One other says: “It’s not adequate to claim, ‘It’s Tv, moron, don’t take it seriously.’”
It’s in the Independent at the moment as effectively. I do find it barely unusual how newspapers don’t want to say that I did this story for the Guardian (who I love): so the “Bad Science Website” can also be quoted in the Independent because the source. The funny factor is, I mean, I realise this isn’t probably the most thrilling story on this planet that anyone would want to spend plenty of time researching, however they simply lifted a few quotes, and if they’d emailed me I may have given lots more examples and damning background. Ho hum. Only making an attempt to assist.

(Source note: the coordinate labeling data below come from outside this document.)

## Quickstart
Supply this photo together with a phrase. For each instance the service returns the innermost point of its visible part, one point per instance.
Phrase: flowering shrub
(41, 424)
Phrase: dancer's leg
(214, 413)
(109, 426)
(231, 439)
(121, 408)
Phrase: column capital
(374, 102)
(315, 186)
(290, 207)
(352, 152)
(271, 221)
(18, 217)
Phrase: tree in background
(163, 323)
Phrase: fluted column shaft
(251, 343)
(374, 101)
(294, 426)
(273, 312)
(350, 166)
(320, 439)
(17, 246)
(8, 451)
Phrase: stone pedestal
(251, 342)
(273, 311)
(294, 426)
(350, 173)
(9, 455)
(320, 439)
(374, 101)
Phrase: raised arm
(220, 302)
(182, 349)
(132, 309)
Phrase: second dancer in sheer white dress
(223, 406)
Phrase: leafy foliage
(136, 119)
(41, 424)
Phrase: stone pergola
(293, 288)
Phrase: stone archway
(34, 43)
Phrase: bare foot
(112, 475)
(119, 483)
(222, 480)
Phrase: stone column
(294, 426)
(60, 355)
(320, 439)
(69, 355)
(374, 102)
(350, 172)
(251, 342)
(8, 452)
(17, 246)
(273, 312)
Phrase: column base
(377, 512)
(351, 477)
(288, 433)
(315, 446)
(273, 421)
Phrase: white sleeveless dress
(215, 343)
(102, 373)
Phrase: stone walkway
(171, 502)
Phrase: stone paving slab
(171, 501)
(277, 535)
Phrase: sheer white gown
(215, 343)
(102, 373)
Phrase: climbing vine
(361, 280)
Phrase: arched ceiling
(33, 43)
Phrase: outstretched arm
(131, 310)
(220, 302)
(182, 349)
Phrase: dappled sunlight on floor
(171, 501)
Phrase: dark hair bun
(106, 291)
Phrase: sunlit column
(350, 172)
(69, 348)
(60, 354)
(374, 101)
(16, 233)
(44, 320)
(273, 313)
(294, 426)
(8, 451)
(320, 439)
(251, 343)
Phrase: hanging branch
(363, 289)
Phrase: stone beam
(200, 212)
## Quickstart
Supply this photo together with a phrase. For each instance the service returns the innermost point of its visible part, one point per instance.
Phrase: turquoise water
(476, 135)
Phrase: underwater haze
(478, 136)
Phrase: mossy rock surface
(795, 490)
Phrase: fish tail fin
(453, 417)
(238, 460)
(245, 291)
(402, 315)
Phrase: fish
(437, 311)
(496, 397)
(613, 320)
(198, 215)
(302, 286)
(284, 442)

Sky admits its science show faked explosions
By Cahal Milmo
29 July 2006
To viewers of the science programme Brainiac, the exploding bath appeared spectacular proof of the potency of what the presenter described as “the two dog’s nuts of the periodic table”.
In truth the blast was not the results of a gathering between water and rubidium and caesium, but the triggering of a bomb, Sky television confirmed yesterday.
The artifice was noticed by Dr Ben Goldacre, who runs the Dangerous Science website devoted to exposing pseudo-science.
The programme guarantees viewers that the experiments on the show – ranging from blowing up caravans with different gases to seeing if a cell phone ignites petrol vapours – arebased on proved science.
But in a 2004 episode, the producers compromised. Explaining what happened when the metals have been put within the bath, a crew member said: “Absolutely bloody nothing. The density of caesium ensured it hit the underside of the bath like a lead weight. The quantity of water then drowned out the thermal shock. They couldn’t go home empty-handed. So that they rigged a new york giants superman shirt outlet bomb in the bottom of the bath.”
Sky mentioned its viewers would bear in mind when the effects of any experiment had been exaggerated. These responsible were longer part of the manufacturing team.